Preventing unplanned system outages and keeping planned outages to a minimum
are the result of robust planning and execution of the system reliability
practices noted in previous sections. A robust system architecture and
continuous system monitoring help prevent and/or minimize unplanned outages. A
modular system design with well-defined interfaces helps to minimize planned
outages due to normal system maintenance.
To summarize the prior discussions, the UIA Team's system outage prevention
includes the following elements:
- Redundant secure facilities (discussed in Section
C17.1)
- Redundant facility infrastructure, including power, cooling, fire
suppression, etc. (discussed in Section C17.1)
- Redundant Internet providers and massive bandwidth (in Section
C17.1)
- Redundant servers (either hot spares or load balanced) (in Section
C17.1)
- Multiple data center infrastructures within a single facility (in Section
C17.1)
- Redundant servers located in different data centers and different
facilities (in Section C17.1)
- System and network health and intrusion monitoring (discussed below and in
Section C17.9 and Section
C17.13)
Procedures for Problem Detection
The UIA Team's Registry Command Center (RCC) monitors the .org database in
increments of 60 seconds. Monitoring includes not only server behavior (e.g.,
up/down, CPU and memory utilization), but also system characteristics such as
the number of RRP sessions per registrar and the number of RRP transactions
currently being processed. The RCC will be staffed 7x24 by trained and qualified
engineers. If problems occur, the RCC will be aware of them in 60 seconds or
less. Each site in the global DNS constellation will be monitored in increments
of 4 seconds. Issues that cannot be resolved by RCC engineers will be escalated
to an Operations team that is either onsite or on-call 7x24x365. More details of
the RRP and database monitoring can be found in Section
C17.13. Details of DNS
monitoring are discussed in Section C17.10.

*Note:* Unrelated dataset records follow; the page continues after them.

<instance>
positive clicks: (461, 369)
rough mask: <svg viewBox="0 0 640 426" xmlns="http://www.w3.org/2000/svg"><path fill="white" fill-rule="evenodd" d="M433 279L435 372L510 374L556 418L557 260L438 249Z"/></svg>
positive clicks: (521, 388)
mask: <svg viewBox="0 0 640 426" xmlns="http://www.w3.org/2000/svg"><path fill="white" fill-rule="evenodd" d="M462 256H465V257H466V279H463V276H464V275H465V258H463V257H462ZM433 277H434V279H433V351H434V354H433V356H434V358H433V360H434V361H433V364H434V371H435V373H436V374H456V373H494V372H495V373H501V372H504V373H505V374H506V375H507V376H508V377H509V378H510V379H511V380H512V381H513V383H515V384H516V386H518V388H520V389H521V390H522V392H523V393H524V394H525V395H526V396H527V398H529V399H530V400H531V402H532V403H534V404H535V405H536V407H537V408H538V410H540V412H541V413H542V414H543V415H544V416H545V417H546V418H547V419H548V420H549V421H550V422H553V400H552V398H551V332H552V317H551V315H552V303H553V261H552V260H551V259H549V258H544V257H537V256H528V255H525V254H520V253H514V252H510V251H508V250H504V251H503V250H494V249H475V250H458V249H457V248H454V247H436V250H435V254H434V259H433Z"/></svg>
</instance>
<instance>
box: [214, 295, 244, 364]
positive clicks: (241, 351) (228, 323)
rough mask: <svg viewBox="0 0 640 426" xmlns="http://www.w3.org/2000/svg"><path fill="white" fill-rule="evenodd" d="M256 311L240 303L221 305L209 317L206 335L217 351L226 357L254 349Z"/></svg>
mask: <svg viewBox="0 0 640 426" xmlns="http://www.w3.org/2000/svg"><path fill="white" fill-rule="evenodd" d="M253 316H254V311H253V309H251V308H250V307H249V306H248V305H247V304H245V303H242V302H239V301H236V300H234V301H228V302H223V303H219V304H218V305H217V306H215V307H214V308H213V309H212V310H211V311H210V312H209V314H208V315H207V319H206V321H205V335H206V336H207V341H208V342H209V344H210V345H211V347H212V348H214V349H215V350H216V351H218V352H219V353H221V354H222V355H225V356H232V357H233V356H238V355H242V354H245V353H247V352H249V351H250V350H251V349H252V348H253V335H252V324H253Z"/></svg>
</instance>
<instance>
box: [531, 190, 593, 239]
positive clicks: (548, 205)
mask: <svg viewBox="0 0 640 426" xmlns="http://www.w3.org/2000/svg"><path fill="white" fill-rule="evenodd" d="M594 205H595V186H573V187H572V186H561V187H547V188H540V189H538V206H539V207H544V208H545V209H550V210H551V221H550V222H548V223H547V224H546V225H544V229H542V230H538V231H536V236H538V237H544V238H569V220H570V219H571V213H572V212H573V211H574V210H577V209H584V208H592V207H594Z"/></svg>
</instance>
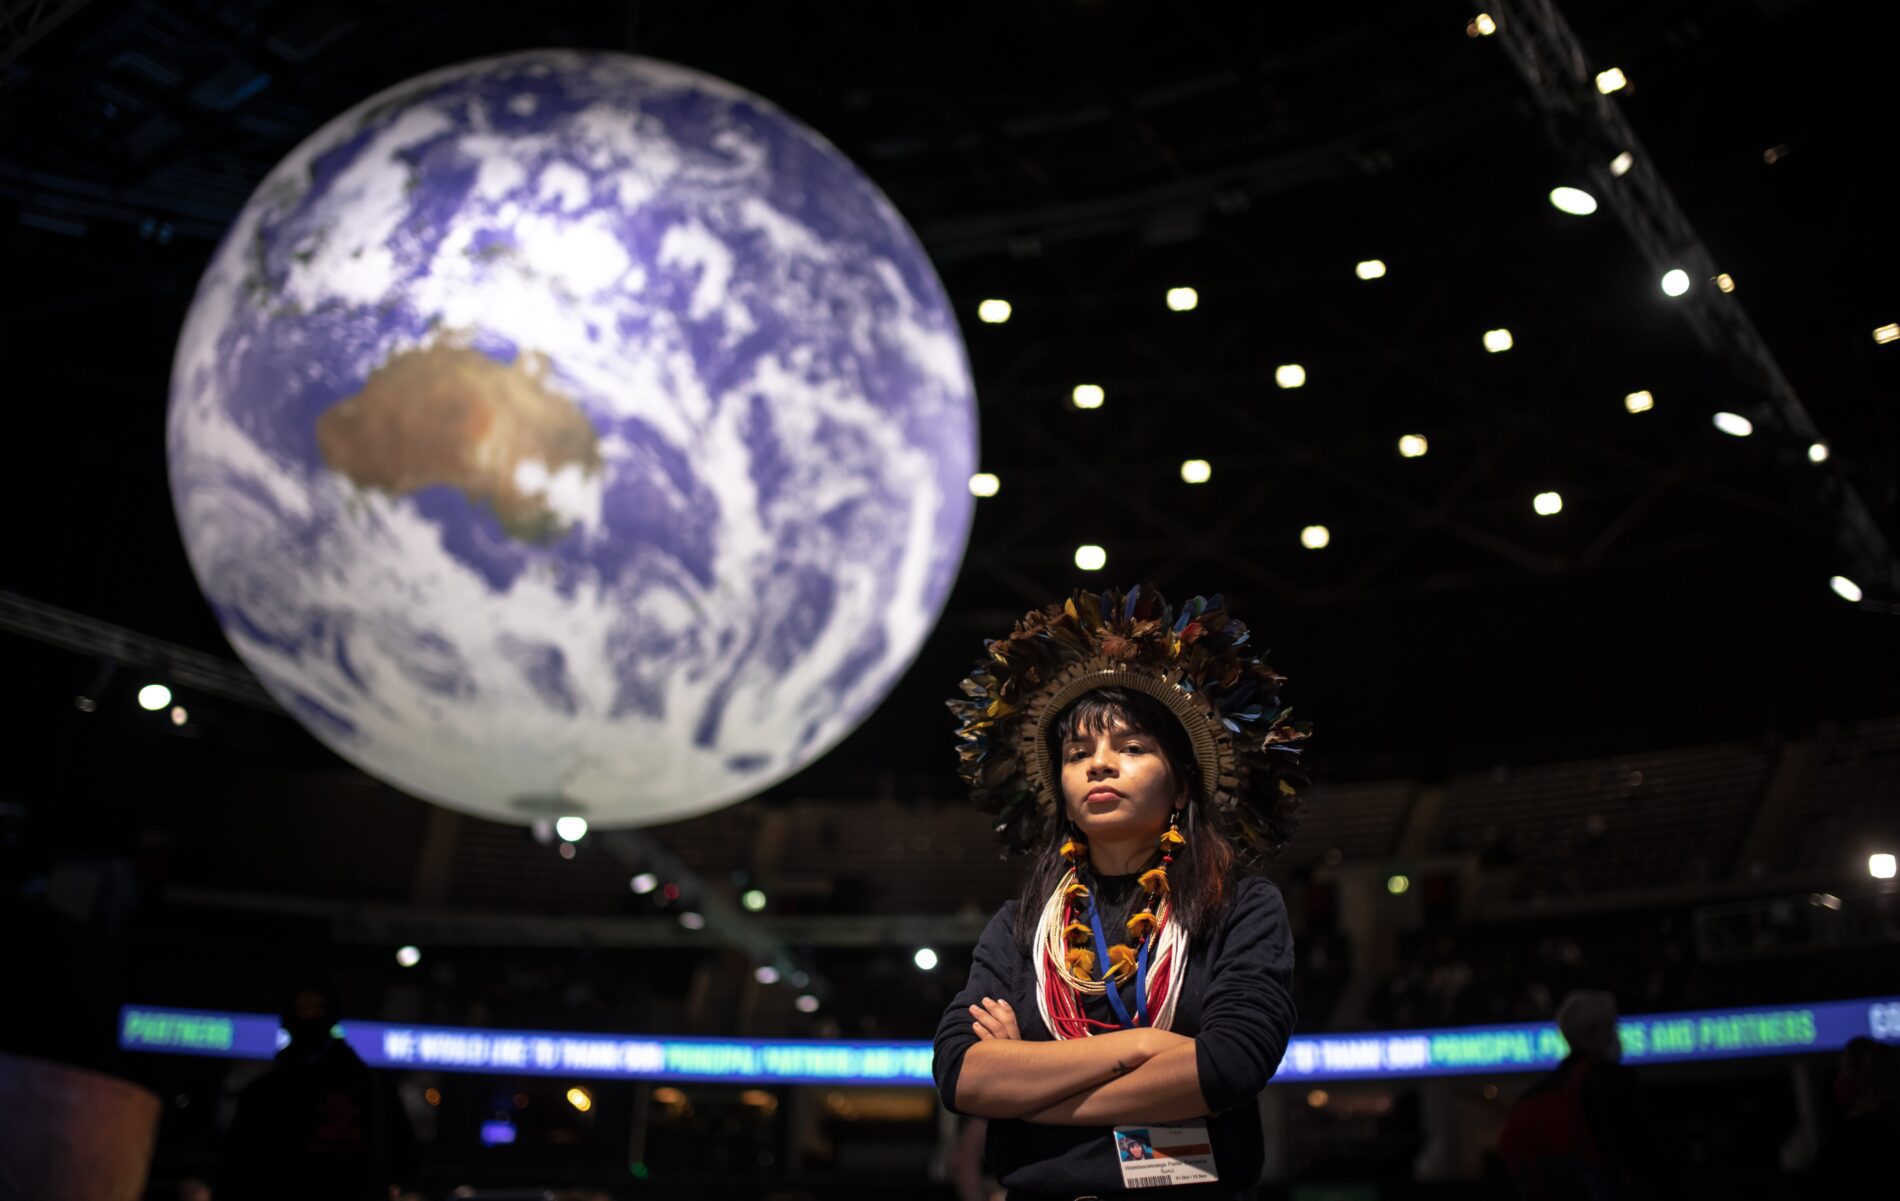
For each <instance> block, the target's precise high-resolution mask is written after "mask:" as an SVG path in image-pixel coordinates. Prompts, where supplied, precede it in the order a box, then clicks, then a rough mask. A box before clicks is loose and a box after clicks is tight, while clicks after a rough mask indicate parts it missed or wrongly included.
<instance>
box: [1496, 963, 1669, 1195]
mask: <svg viewBox="0 0 1900 1201" xmlns="http://www.w3.org/2000/svg"><path fill="white" fill-rule="evenodd" d="M1556 1026H1558V1030H1560V1032H1562V1034H1564V1041H1568V1043H1569V1055H1566V1057H1564V1062H1562V1064H1558V1066H1556V1068H1554V1070H1552V1072H1550V1074H1549V1076H1545V1077H1543V1079H1539V1081H1537V1083H1533V1085H1531V1087H1530V1089H1528V1091H1526V1093H1524V1096H1520V1098H1518V1104H1516V1106H1512V1110H1511V1115H1509V1117H1505V1129H1503V1131H1501V1133H1499V1136H1497V1153H1499V1157H1501V1159H1503V1161H1505V1167H1507V1169H1509V1171H1511V1178H1512V1190H1514V1191H1512V1195H1514V1197H1522V1199H1537V1201H1573V1199H1575V1201H1583V1199H1590V1201H1598V1199H1621V1197H1666V1195H1674V1176H1672V1172H1670V1169H1668V1165H1666V1161H1664V1157H1663V1142H1661V1140H1659V1138H1657V1134H1655V1125H1653V1123H1651V1119H1649V1112H1647V1110H1645V1106H1644V1096H1642V1087H1640V1085H1638V1081H1636V1072H1632V1070H1630V1068H1625V1066H1623V1041H1621V1039H1619V1038H1617V998H1615V996H1611V994H1607V992H1598V990H1579V992H1571V994H1569V996H1566V998H1564V1003H1562V1005H1558V1011H1556Z"/></svg>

Certainly one of the most critical aspects of system outage prevention is the
ability to shift operations between facilities. The locations of facilities
supporting the .org registry are noted in Section
C17.1. The .org database
operations are divided between two facilities and can be run from either one in
the event of a facility failure. This architecture is discussed in greater
detail in Section C17.1.
DNS is by its very nature extremely robust in many ways. The outage of one of
the 13 global DNS sites would not be noticed on the Internet. Other sites would
automatically assume the load. In fact, the current constellation has sufficient
capacity such that one third of the sites (four sites) could handle normal DNS
volumes. With the deployment and implementation of the ATLAS platform (discussed
in Section C17.4 and Section C17.5), one "super" site can process normal
volumes. Even so, a "swing site" is maintained to which the DNS
transactions from any global site can be routed in the event of a site failure
or planned site maintenance. Another critical element of preventing outages in
the DNS is to over-provision bandwidth. A DOS or DDOS attack against the
Internet DNS is extremely difficult to repel. The best option is to absorb it.
The greater the ability to absorb such an attack, the less impact it would have.
As discussed in Section C17.10, the global DNS constellation currently has the
ability to process more than 400,000 DNS transactions per second, with more than
3gb of combined network bandwidth. With the deployment of ATLAS, this capacity
will increase to more than 5 million transactions per second and nearly 10gb of
combined network bandwidth.